WireGuard in one paragraph
WireGuard is a modern VPN that lives inside the Linux kernel (and other OS kernels). It is deliberately minimal — the reference implementation is around 4,000 lines of code, compared to OpenVPN's ~400,000. That simplicity is a security feature: less code means a smaller attack surface and an implementation you can actually audit. WireGuard uses state-of-the-art cryptography (Curve25519 key exchange, ChaCha20-Poly1305 encryption, BLAKE2 hashing) and a handshake protocol called Noise_IKpsk2.

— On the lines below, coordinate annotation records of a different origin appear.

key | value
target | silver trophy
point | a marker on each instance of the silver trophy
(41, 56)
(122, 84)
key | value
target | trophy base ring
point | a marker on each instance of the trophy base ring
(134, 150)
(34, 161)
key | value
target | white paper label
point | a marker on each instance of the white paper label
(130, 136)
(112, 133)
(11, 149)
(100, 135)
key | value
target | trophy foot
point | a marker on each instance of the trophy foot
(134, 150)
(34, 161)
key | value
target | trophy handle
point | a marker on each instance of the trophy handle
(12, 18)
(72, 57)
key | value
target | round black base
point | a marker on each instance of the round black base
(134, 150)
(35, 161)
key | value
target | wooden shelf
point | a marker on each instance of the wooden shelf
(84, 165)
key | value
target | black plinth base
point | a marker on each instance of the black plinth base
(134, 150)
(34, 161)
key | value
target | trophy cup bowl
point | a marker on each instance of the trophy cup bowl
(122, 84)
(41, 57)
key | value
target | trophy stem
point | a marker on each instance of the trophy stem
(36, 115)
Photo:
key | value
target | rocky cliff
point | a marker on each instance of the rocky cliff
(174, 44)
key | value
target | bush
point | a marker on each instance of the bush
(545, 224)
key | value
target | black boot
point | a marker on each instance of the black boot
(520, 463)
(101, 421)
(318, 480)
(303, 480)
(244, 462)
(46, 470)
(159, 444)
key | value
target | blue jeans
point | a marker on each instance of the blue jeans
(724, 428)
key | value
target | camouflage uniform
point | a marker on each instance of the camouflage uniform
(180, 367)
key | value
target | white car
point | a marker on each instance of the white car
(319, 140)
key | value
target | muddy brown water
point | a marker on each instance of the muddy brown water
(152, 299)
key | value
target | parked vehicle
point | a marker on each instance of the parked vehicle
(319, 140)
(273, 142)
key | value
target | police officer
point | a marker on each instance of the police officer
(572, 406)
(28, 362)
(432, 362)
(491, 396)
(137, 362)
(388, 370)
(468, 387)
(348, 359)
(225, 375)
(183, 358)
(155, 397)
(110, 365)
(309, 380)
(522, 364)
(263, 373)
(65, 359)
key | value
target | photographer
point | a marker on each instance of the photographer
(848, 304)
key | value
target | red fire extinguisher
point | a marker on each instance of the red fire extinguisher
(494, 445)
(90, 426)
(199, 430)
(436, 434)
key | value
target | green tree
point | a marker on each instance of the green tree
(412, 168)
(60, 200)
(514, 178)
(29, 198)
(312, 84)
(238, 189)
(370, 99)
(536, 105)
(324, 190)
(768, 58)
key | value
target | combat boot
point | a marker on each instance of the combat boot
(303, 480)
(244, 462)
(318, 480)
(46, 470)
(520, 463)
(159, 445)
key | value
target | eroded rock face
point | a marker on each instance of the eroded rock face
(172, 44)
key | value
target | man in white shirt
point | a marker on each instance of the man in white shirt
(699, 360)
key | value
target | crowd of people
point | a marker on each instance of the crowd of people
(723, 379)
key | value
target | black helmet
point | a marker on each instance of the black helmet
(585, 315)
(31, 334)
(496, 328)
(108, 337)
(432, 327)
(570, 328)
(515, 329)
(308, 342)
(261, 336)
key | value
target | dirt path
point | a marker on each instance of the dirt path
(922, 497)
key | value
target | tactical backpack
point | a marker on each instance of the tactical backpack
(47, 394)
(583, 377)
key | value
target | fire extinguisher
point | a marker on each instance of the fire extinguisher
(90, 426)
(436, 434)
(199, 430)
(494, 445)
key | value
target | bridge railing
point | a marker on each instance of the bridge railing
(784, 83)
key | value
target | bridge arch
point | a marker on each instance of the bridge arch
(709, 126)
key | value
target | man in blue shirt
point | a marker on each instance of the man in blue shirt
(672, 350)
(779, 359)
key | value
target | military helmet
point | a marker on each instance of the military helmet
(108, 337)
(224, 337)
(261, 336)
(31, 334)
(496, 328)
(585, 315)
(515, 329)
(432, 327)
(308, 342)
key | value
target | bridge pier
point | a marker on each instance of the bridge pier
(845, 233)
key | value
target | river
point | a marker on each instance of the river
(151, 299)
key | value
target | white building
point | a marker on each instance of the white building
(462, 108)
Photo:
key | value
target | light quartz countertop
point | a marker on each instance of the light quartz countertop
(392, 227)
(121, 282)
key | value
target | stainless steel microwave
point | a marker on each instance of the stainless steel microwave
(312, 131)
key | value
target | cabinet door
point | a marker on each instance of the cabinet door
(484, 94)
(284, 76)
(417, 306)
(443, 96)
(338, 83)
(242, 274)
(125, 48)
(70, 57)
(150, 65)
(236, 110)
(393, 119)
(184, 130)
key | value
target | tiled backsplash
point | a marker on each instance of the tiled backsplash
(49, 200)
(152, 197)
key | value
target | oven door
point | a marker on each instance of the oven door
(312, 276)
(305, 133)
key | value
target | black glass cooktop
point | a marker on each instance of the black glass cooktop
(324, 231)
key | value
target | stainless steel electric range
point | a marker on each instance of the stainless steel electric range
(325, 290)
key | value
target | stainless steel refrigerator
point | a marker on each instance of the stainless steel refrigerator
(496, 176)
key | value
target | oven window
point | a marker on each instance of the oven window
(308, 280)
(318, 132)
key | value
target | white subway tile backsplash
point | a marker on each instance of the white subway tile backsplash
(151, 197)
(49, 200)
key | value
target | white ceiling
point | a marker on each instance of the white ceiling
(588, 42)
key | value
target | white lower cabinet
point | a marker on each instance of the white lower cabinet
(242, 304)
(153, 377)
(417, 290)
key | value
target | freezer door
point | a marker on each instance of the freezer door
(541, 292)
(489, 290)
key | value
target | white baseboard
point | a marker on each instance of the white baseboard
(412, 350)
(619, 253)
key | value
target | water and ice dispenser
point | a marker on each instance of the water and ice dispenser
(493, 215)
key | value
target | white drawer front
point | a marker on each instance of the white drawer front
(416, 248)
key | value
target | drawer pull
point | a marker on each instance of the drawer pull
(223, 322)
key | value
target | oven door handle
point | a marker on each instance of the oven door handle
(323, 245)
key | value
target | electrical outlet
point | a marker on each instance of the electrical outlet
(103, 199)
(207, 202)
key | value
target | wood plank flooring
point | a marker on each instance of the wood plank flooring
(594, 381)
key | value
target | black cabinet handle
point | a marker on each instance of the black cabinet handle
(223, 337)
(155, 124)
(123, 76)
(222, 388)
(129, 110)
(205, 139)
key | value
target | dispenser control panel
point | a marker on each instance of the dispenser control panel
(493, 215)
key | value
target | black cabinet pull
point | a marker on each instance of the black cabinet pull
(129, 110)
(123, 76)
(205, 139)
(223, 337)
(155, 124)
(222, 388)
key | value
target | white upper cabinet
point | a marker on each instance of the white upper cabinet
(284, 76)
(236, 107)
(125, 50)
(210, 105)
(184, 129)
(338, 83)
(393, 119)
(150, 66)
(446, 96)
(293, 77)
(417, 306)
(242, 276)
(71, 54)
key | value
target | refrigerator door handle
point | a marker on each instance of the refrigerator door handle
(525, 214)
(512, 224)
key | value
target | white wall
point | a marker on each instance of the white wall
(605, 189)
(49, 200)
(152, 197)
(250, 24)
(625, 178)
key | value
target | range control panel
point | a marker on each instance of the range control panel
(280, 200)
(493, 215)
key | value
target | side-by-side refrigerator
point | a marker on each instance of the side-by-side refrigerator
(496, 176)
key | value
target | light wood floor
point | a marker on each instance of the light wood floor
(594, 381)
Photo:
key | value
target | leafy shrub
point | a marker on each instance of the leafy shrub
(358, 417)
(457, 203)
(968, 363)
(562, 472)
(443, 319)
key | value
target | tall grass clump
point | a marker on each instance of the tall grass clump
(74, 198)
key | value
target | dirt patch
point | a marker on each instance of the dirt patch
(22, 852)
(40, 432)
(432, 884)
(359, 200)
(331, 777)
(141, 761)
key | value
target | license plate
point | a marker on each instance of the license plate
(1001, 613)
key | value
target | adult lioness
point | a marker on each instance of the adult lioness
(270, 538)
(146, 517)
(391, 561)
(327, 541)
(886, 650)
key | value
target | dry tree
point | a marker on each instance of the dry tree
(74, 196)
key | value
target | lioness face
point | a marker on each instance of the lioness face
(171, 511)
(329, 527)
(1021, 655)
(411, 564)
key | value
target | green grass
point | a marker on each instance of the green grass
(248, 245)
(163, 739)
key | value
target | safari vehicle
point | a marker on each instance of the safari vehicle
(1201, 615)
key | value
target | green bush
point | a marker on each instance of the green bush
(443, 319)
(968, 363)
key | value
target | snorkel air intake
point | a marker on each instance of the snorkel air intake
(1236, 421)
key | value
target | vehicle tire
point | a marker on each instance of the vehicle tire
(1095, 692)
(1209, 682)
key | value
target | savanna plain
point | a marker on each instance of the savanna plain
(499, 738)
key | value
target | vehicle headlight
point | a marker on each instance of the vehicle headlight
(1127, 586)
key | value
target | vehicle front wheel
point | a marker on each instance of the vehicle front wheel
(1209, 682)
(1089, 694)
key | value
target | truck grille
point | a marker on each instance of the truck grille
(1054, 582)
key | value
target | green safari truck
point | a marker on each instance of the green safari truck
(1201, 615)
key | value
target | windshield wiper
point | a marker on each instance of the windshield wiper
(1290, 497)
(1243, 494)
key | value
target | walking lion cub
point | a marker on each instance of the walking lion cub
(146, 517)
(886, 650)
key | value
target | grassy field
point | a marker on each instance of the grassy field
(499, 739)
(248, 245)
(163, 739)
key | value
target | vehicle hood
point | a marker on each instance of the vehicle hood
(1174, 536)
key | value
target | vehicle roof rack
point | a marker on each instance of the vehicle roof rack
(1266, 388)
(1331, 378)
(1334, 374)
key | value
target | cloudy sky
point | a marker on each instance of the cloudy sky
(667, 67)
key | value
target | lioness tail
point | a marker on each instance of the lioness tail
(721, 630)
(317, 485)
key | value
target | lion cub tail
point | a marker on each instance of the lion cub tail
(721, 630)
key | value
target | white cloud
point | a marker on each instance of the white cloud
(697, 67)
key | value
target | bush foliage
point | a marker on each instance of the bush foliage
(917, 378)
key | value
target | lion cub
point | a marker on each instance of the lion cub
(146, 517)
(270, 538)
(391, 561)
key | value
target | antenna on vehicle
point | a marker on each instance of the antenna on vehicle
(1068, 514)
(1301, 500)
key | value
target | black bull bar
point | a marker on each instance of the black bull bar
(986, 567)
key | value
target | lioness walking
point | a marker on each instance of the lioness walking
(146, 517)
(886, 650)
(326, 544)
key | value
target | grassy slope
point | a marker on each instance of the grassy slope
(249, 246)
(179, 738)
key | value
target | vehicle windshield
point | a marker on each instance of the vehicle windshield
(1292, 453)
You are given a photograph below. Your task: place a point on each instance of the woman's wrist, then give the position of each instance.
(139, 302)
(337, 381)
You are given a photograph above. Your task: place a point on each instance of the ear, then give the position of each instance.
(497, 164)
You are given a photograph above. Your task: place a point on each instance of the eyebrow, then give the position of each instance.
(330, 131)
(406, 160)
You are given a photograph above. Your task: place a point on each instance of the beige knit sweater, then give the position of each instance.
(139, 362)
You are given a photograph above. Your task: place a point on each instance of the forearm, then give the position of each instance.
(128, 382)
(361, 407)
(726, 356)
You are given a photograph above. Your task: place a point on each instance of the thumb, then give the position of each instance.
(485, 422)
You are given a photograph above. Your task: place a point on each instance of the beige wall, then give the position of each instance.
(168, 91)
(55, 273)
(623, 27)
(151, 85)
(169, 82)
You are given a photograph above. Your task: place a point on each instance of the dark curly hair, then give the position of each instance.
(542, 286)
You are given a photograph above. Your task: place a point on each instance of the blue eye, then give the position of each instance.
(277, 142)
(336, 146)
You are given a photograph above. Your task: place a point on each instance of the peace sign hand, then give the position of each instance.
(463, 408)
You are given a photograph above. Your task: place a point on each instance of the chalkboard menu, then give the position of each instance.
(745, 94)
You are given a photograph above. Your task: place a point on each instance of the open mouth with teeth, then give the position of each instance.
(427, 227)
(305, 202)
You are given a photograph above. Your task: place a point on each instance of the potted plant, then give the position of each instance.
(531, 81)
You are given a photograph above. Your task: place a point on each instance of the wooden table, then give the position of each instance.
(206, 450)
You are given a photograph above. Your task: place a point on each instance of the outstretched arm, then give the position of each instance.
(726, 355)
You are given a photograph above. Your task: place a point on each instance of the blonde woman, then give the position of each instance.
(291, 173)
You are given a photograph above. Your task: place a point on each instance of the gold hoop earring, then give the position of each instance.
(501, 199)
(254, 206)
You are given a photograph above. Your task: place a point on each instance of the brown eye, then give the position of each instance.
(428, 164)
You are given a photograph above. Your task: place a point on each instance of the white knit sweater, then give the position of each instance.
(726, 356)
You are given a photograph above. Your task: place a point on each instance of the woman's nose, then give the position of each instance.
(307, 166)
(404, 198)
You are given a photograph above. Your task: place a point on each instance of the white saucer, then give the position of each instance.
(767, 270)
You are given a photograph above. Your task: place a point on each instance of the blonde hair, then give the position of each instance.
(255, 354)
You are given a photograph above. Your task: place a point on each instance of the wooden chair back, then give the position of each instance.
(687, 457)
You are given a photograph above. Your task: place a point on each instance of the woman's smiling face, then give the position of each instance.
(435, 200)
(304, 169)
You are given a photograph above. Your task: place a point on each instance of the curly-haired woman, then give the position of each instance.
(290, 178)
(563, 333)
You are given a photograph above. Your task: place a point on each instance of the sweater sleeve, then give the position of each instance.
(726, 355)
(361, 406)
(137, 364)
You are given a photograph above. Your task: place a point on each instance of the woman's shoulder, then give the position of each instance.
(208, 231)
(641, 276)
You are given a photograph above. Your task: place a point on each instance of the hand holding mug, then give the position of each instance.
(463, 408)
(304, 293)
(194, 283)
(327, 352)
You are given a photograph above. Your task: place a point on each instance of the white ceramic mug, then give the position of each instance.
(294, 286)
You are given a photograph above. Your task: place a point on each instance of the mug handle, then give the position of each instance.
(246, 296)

The core idea: route by identity, not address
Traditional VPNs route packets by IP address, with authentication bolted on top. WireGuard flips this. Every peer is identified by a Curve25519 public key, and routing decisions are made based on that cryptographic identity. The IP addresses a peer is allowed to claim are declared up front in the configuration — they can't be forged, because the keys can't be forged.
This is the Cryptokey Routing Table: a mapping from public key to a set of allowed inner IP ranges (CIDRs). It is the foundational data structure of WireGuard, described in Section 2 of the whitepaper.
Whitepaper reference: Jason A. Donenfeld, "WireGuard: Next Generation Kernel Network Tunnel," NDSS 2017. Section 2 introduces Cryptokey Routing; Section 3 covers the send/receive flows in detail.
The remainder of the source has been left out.